Best practices

Introduction

Py++ has reach interface and a lot of functionality. Sometimes reach interface helps, but sometimes it can confuse. This document will describe how effectively to use Py++.

Big projects

Definition

First of all, let me to define “big project”. “Big project” is a project with few hundred of header files. Py++ was born to create Python bindings for such projects. If you take a look here you will find few such projects.

Tips

  • Create one header file, which will include all project header files.

    Doing it this way makes it so CastXML is only called once and it reduces the overhead that would occur if you pass CastXML all the files individually. Namely CastXML would have to run hundreds of times and each call would actually end up including quite a bit of common code anyway. This way takes a CastXML processing time from multiple hours with gigabytes of caches to a couple minutes with a reasonable cache size.

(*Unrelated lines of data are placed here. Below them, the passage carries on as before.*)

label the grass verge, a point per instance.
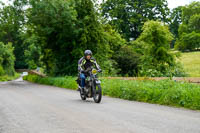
(164, 92)
(191, 62)
(9, 78)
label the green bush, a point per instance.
(1, 71)
(7, 58)
(165, 92)
(9, 78)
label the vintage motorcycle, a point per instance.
(92, 86)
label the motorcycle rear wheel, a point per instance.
(83, 97)
(97, 94)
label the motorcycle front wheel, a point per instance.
(97, 94)
(83, 97)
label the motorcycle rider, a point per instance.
(83, 64)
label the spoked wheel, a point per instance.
(97, 94)
(83, 97)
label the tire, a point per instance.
(97, 94)
(83, 97)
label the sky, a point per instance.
(172, 3)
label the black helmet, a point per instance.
(88, 52)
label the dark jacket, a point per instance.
(83, 64)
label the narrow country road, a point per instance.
(31, 108)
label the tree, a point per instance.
(7, 59)
(65, 29)
(176, 20)
(157, 60)
(12, 20)
(128, 16)
(127, 61)
(189, 30)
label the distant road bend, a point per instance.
(31, 108)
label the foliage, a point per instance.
(63, 30)
(189, 31)
(157, 60)
(7, 59)
(128, 16)
(9, 78)
(12, 19)
(127, 61)
(176, 20)
(191, 63)
(189, 41)
(165, 92)
(33, 52)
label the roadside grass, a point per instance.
(164, 92)
(191, 62)
(9, 78)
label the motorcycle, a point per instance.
(92, 86)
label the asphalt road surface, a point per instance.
(31, 108)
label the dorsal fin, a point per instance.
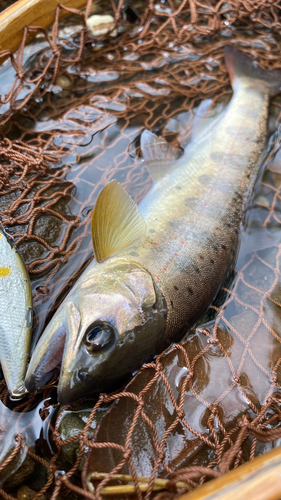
(159, 155)
(116, 222)
(205, 116)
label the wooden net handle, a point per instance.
(30, 12)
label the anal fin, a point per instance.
(160, 156)
(117, 222)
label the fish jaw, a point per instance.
(117, 296)
(15, 317)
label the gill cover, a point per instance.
(109, 323)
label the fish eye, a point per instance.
(99, 335)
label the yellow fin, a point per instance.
(116, 222)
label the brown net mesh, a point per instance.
(73, 108)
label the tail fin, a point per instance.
(240, 67)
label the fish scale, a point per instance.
(15, 317)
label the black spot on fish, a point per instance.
(190, 202)
(227, 159)
(205, 179)
(134, 254)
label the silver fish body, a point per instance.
(15, 317)
(125, 309)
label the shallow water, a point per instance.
(92, 118)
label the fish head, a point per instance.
(107, 327)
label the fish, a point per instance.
(159, 265)
(16, 313)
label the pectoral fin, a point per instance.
(116, 222)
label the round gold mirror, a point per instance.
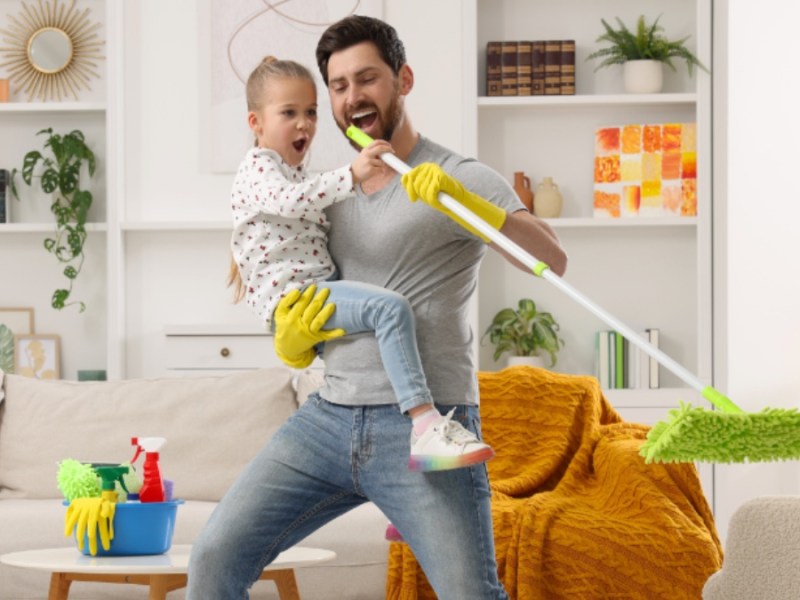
(51, 49)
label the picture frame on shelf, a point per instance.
(37, 356)
(13, 321)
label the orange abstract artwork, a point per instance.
(646, 170)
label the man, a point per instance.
(348, 444)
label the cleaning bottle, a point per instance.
(152, 485)
(109, 476)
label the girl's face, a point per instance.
(287, 121)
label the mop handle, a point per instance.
(542, 270)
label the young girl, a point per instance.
(280, 243)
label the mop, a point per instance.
(690, 434)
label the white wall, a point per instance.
(760, 294)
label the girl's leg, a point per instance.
(437, 443)
(361, 308)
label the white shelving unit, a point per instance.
(29, 273)
(648, 272)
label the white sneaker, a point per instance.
(446, 445)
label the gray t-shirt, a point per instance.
(410, 248)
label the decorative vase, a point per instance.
(530, 361)
(548, 199)
(522, 185)
(643, 76)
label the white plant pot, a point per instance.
(542, 362)
(643, 77)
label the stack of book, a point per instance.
(623, 365)
(530, 68)
(4, 181)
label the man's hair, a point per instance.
(355, 29)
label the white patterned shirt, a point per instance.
(280, 232)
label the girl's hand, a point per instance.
(368, 163)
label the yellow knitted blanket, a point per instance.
(577, 513)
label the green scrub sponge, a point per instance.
(77, 480)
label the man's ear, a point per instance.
(406, 79)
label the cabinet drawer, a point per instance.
(220, 352)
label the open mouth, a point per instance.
(364, 119)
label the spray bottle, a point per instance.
(152, 485)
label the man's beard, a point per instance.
(388, 121)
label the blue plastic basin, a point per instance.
(140, 528)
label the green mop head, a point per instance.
(77, 480)
(694, 434)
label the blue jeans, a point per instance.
(361, 307)
(327, 459)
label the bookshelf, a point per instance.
(648, 272)
(653, 272)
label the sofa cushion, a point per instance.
(213, 427)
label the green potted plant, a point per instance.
(525, 331)
(59, 174)
(642, 53)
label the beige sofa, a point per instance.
(213, 426)
(762, 552)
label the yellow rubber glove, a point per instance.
(299, 319)
(87, 516)
(425, 181)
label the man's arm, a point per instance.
(425, 181)
(536, 237)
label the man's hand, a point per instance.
(299, 319)
(425, 181)
(87, 516)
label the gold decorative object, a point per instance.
(53, 49)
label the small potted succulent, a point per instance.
(642, 53)
(525, 332)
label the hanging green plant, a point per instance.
(59, 174)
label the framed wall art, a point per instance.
(242, 33)
(37, 356)
(13, 321)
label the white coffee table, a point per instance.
(162, 573)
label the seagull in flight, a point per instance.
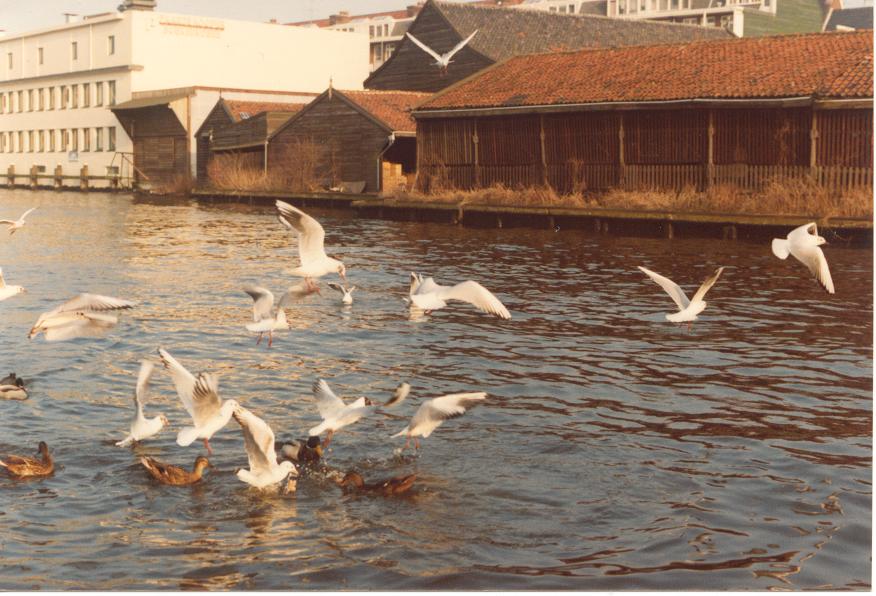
(687, 309)
(18, 223)
(426, 295)
(442, 61)
(311, 245)
(804, 243)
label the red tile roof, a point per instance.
(820, 64)
(393, 108)
(256, 107)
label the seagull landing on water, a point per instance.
(804, 243)
(201, 400)
(687, 309)
(442, 61)
(82, 316)
(258, 439)
(314, 262)
(142, 427)
(432, 413)
(426, 295)
(8, 291)
(18, 223)
(347, 295)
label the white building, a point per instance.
(57, 85)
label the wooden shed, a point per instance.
(741, 111)
(360, 140)
(506, 32)
(242, 128)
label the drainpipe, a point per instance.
(389, 142)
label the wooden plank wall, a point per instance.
(662, 149)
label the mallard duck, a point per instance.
(22, 466)
(12, 387)
(174, 475)
(397, 485)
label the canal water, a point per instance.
(616, 451)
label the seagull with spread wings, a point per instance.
(687, 309)
(804, 244)
(18, 223)
(433, 412)
(442, 61)
(258, 439)
(311, 245)
(142, 427)
(8, 291)
(426, 295)
(83, 316)
(200, 397)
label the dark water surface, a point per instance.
(616, 450)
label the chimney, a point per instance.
(137, 5)
(340, 18)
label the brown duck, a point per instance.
(170, 474)
(353, 482)
(21, 466)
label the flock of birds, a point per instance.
(90, 315)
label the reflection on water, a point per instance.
(616, 450)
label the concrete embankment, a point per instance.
(856, 231)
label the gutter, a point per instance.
(800, 101)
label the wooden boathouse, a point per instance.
(505, 32)
(740, 111)
(364, 141)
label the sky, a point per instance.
(17, 16)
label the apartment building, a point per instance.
(59, 85)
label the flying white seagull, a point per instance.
(18, 223)
(265, 318)
(347, 295)
(258, 439)
(426, 295)
(200, 397)
(142, 427)
(311, 245)
(442, 61)
(335, 413)
(82, 316)
(804, 243)
(687, 309)
(8, 291)
(432, 413)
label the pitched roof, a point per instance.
(820, 64)
(853, 18)
(393, 108)
(238, 108)
(507, 32)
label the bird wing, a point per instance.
(311, 235)
(424, 47)
(676, 293)
(328, 404)
(258, 439)
(459, 46)
(183, 380)
(477, 295)
(813, 257)
(401, 393)
(94, 302)
(263, 302)
(146, 369)
(707, 284)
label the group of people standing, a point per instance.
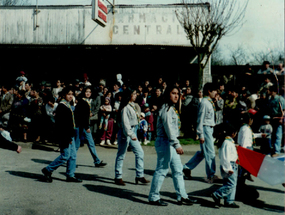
(73, 124)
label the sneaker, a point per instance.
(232, 205)
(100, 164)
(47, 175)
(216, 200)
(209, 180)
(73, 179)
(187, 173)
(108, 142)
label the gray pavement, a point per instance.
(22, 190)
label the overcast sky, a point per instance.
(264, 21)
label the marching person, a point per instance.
(128, 135)
(168, 151)
(82, 115)
(229, 170)
(205, 128)
(65, 128)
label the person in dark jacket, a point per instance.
(65, 132)
(82, 115)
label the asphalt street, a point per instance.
(23, 191)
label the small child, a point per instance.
(142, 132)
(149, 119)
(106, 110)
(229, 170)
(267, 129)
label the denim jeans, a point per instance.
(228, 190)
(207, 152)
(277, 138)
(123, 143)
(90, 143)
(66, 155)
(167, 157)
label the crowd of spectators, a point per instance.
(27, 109)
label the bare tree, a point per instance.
(272, 52)
(15, 2)
(206, 23)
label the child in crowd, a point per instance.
(229, 170)
(106, 110)
(266, 141)
(149, 119)
(143, 127)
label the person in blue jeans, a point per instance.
(229, 170)
(65, 132)
(205, 128)
(82, 119)
(276, 105)
(129, 120)
(168, 151)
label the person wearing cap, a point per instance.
(22, 77)
(276, 107)
(205, 129)
(246, 139)
(266, 141)
(265, 70)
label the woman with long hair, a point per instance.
(168, 151)
(129, 120)
(65, 132)
(82, 119)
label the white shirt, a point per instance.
(245, 136)
(6, 135)
(227, 153)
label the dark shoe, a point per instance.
(158, 203)
(142, 180)
(187, 173)
(47, 175)
(100, 164)
(233, 205)
(73, 179)
(216, 200)
(249, 178)
(119, 181)
(186, 201)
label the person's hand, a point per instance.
(180, 151)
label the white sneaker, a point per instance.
(108, 142)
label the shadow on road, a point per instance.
(118, 192)
(38, 177)
(41, 161)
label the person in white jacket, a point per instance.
(128, 135)
(229, 170)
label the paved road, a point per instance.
(22, 190)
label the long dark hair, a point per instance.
(166, 97)
(126, 97)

    You can read more about different caches supported by pygccxml here. module_builder_t.__init__ method takes reference to an instance of cache class or None:

    from module_builder import *
    mb = module_builder_t( ..., cache=file_cache_t( <<<path to project cache file>>> ), ... )
    
  • Single header file, will also improve performance compiling the generated bindings.

    When Py++ generated the bindings, you have a lot of .cpp files to compile. The project you are working on is big. I am sure it takes a lot of time to compile projects that depend on it. Generated code also depend on it, more over this code contains a lot of template instantiations. So it could take a great deal of time to compile it. Allen Bierbaum investigated this problem. He found out that most of the time is really spent processing all the headers, templates, macros from the project and from the boost library. So he come to conclusion, that in order to improve compilation speed, user should be able to control( to be able to generate ) precompiled header file. He implemented an initial version of the functionality. After small discussion, we agreed on the following interface:

    class module_builder_t( ... ):
        ...
        def split_module( self, directory_path, huge_classes=None, precompiled_header=None ):
            ...
    

    precompiled_header argument could be None or string, that contains name of precompiled header file, which will be created in the directory. Py++ will add to it header files from Boost.Python library and your header files.

    What is huge_classes argument for? huge_classes could be None or list of references to class declarations. It is there to provide a solution to this error. Py++ will automatically split generated code for the huge classes to few files:

    mb = module_builder_t( ... )
    ...
    my_big_class = mb.class_( my_big_class )
    mb.split_module( ..., huge_classes=[my_big_class], ... )
    
    • Caveats

      Consider the following file layout:

      boost/
        date_time/
          ptime.hpp
          time_duration.hpp
          date_time.hpp //main header, which include all other header files
      

      Py++ currently does not handle relative paths as input very well, so it is recommended that you use “os.path.abspath()” to transform the header file to be processed into an absolute path:

      #the following code will expose nothing
      mb = module_builder( [ 'date_time/date_time.hpp' ], ... )
      
      #while this one will work as expected
      import os
      mb = module_builder( [ os.path.abspath('date_time/date_time.hpp') ], ... )
      
  • Keep the declaration tree small.

    When parsing the header files to build the declaration tree, there will also be the occasional “junk” declaration inside the tree that is not relevant to the bindings you want to generate. These extra declarations come from header files that were included somewhere in the header files that you were actually parsing (e.g. if that library uses the STL or OpenGL or other system headers then the final declaration tree will contain those declarations, too). It can happen that the majority of declarations in your declaration tree are such “junk” declarations that are not required for generating your bindings and that just slow down the generation process (reading the declaration cache and doing queries will take longer).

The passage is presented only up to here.